In a study evaluating the risk factors for calciphylaxis in hemodialysis patients, 1030 hemodialysis patients with newly diagnosed calciphylaxis were matched with 2060 controls. Median duration between hemodialysis initiation and subsequent calciphylaxis development was 925 days (interquartile range [IQR], 273-2185 days). In multivariable conditional logistic regression analyses, diabetes mellitus; higher body mass index; higher levels of serum calcium, phosphorous, and parathyroid hormone; and nutritional vitamin D, cinacalcet, and warfarin treatments were associated with increased odds of subsequent calciphylaxis development (Nigwekar et al. (2016) “A Nationally Representative Study of Calcific Uremic Arteriolopathy Risk Factors,” J. AM. SOC. NEPHROL. 27(11):3421-9).

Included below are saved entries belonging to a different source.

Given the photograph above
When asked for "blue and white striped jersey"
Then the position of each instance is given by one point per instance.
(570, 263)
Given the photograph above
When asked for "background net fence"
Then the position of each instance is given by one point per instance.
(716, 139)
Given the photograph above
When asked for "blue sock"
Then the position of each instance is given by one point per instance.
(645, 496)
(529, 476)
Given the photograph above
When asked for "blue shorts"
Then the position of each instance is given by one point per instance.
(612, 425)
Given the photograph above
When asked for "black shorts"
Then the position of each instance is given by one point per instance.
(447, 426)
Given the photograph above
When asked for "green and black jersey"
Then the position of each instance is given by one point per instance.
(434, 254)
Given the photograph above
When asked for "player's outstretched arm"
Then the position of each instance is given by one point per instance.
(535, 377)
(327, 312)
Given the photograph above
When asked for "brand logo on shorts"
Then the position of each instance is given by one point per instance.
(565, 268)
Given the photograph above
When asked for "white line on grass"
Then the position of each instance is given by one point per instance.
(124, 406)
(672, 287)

Skin necrosis observed in patients with calciphylaxis appears to be due to extensive small vessel calcification and calcium accumulation in soft tissue. The mechanisms for soft tissue calcification are not completely understood; however, carboxylated MGP is considered to play an important role as a potent inhibitor of vascular calcification (Schurgers et al. (2007a), supra; Brandenburg et al. (2016), supra; Nigwekar et al. (2016), supra).

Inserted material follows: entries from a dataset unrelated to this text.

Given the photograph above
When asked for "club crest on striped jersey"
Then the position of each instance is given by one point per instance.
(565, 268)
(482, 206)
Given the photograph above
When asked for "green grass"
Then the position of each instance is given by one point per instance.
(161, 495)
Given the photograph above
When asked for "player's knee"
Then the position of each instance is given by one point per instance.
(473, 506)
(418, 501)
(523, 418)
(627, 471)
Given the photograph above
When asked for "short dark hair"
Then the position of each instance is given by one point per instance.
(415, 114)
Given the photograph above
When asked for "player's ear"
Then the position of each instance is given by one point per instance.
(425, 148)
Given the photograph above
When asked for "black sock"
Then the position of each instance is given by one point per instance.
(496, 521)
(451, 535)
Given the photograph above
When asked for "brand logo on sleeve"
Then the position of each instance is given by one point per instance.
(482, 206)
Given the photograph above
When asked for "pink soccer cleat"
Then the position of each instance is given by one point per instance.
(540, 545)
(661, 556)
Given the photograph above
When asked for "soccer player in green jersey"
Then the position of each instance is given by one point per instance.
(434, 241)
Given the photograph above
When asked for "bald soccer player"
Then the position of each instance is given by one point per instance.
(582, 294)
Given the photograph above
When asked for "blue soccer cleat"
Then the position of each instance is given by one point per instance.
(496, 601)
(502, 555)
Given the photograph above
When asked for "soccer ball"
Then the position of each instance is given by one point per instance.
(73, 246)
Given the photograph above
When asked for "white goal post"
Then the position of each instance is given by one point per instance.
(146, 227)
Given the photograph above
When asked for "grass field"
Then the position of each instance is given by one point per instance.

Vitamin K is an essential enzymatic co-factor that is required for post-translational modifications of Vitamin K-dependent (VKD) proteins. A number of VKD proteins are clinically relevant to CKD and ESRD patients, and include, for example, central coagulation factors such as factors II, VII, IX, and X and intercellular matrix proteins such as Matrix Gla Protein (MGP) activated protein C and osteocalcin. Vitamin K is a group of fat soluble vitamins, which include, among other things, vitamin K1 (also known as phylloquinone), which is made by plants, and vitamin K2 (also known as menaquinone), which is made by bacteria in gut flora. It is understood that the isoprenoid chain in vitamin K2 can contain from 4 to 12 repeating isoprenoid units. For example, menaquinone-4 (or MK-4) contains four isoprenoid units whereas menaquinone-7 (or MK-7) contains seven isoprenoid units.

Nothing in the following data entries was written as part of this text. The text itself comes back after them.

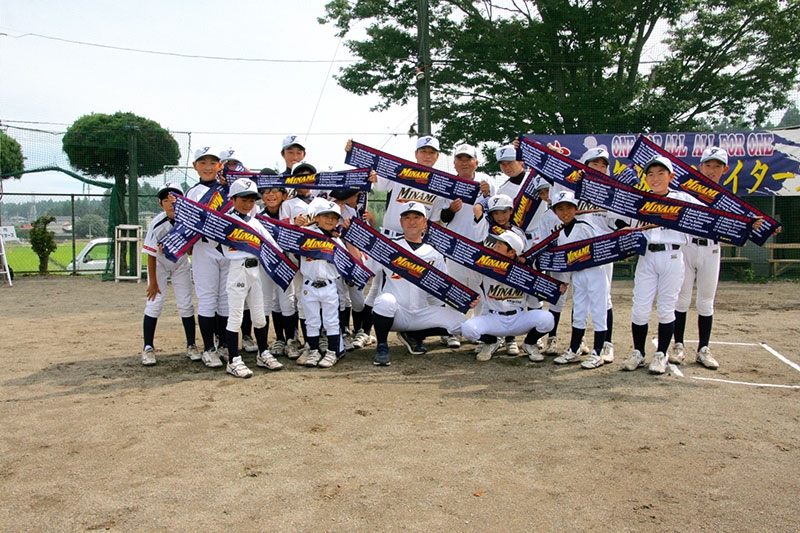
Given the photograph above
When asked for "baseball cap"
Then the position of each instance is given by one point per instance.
(229, 155)
(541, 184)
(343, 194)
(301, 166)
(168, 188)
(414, 207)
(506, 153)
(466, 149)
(715, 153)
(428, 140)
(242, 188)
(594, 153)
(500, 202)
(328, 207)
(511, 239)
(659, 160)
(291, 140)
(565, 197)
(204, 151)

With regard to menaquinone-7 (MK-7), under normal conditions MK-7 is reduced to menaquinol-7 (MKH2-7) (a form of Vitamin K hydroquinone) by an NADPH-dependent reductase enzyme or enzymes (e.g., quinone oxidoreductase). Only the reduced form of MK-7 (namely MKH2-7) functions as a co-factor for the enzyme gamma glutamate carboxylase (GGCX), which catalyzes the carboxylation of Vitamin K-dependent proteins. (See, FIGS. 1 and 2.) The enzymatic carboxylation of glutamate residues results in oxidation of MKH2-7 to a 2,3-epoxide form (MK-7 2,3-epoxide). The final step of the Vitamin K cycle requires the enzymatic reduction of Vitamin MK-7 2,3-epoxide back to MK-7 by Vitamin K epoxide reductase complex subunit 1 (VKORC1, also referred to as VKOR. In some tissues, the paralog VKORC1L1 (VKORC1-Like-1) may also perform this catalytic reaction. It is known that warfarin blocks both the generation of MKH2-7, the active form of Vitamin K2, as well as the regeneration of MK-7 from Vitamin MK-7 2,3-epoxide, which may lead to the higher incidence of calcification seen among patients receiving warfarin therapy.
Despite efforts to date, there is a need for new clinical approaches to prevent and/or treat calciphylaxis. In particular, there is a need for new clinical approaches to prevent and/or treat calciphylaxis in subjects with diabetes, CKD, ESRD, and subjects receiving anticoagulant and/or statin therapy.